The position is this. Section 457 (3) of the Income Tax Act, 1952, as the Committee may recall, was a consolidation Act which re-enacted Section 30 (2) of the Finance Act, 1946, and I can assure the hon. Member that if any Minister neglected these young ladies in 1946 it was not a member of the present Government. That Section of the 1946 Act provides that relief from tax in respect of ration and analogous allowances shall be granted both to members of the Armed Forces and to women serving with the Forces in any of the capacities mentioned in the Schedule to the 1946 Finance Act. As at that time there was no such thing as the Reserve of the W.R.N.S., which was started in 1947, they were not included in the Schedule, and therefore do not get the advantages of the exemption from tax of ration allowances which go to the other members of the Armed Forces and Women's Services.

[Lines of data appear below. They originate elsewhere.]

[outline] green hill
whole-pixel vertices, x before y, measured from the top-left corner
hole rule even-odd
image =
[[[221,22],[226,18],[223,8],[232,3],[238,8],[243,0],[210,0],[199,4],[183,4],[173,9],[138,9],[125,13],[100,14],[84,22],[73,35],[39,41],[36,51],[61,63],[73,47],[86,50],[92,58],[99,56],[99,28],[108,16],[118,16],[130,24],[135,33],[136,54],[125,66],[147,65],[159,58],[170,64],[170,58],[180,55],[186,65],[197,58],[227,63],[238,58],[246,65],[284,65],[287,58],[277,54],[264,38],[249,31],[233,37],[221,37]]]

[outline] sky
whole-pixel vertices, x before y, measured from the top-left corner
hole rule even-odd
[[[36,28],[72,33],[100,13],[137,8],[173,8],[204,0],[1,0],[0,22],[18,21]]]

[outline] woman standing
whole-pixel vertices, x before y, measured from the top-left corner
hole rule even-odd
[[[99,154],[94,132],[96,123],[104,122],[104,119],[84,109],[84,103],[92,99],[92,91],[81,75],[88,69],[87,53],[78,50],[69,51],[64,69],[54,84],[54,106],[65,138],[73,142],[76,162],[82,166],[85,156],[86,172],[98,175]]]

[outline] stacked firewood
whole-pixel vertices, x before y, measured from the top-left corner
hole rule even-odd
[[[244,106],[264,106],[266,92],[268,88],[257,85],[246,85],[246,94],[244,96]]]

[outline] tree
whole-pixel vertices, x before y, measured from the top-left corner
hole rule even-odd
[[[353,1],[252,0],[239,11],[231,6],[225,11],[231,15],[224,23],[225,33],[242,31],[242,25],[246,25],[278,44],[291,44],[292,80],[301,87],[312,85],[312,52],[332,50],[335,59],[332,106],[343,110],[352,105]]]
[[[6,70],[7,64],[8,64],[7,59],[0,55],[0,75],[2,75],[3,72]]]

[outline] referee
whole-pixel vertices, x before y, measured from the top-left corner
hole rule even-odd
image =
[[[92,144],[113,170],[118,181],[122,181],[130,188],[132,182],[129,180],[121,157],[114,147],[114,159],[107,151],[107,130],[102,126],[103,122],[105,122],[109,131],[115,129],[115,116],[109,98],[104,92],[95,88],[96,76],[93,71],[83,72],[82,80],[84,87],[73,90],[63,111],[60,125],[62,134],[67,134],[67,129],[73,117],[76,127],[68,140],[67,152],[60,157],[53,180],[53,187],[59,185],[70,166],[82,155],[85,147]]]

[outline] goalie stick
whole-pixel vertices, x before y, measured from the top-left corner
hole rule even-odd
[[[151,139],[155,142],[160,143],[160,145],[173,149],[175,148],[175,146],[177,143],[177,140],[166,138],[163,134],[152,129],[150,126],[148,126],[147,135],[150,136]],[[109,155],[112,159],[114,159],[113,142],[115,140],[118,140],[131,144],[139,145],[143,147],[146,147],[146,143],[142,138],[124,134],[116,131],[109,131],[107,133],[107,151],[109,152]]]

Similarly, the other tax arrangements which are made with respect to the Armed Forces, in connection with P.A.Y.E., do not so far apply to them. As the Committee will appreciate, certain of the provisions of P.A.Y.E., relating, for example, to what happens when they go out of work because of illness, are not applicable to the Armed Forces whose pay is not affected by their going sick. There are arrangements by regulation to exempt the Armed Forces from certain parts of the P.A.Y.E. rules. The W.R.N.S. Reserve has not had this advantage either, by reason of its exclusion from the Schedule to the 1946 Act. The effect of this Clause is to put them into the Schedule to the 1946 Act, as re-enacted in the consolidation Act of this year.
§ Clause ordered to stand part of the Bill.
§ Clause 14 ordered to stand part of the Bill.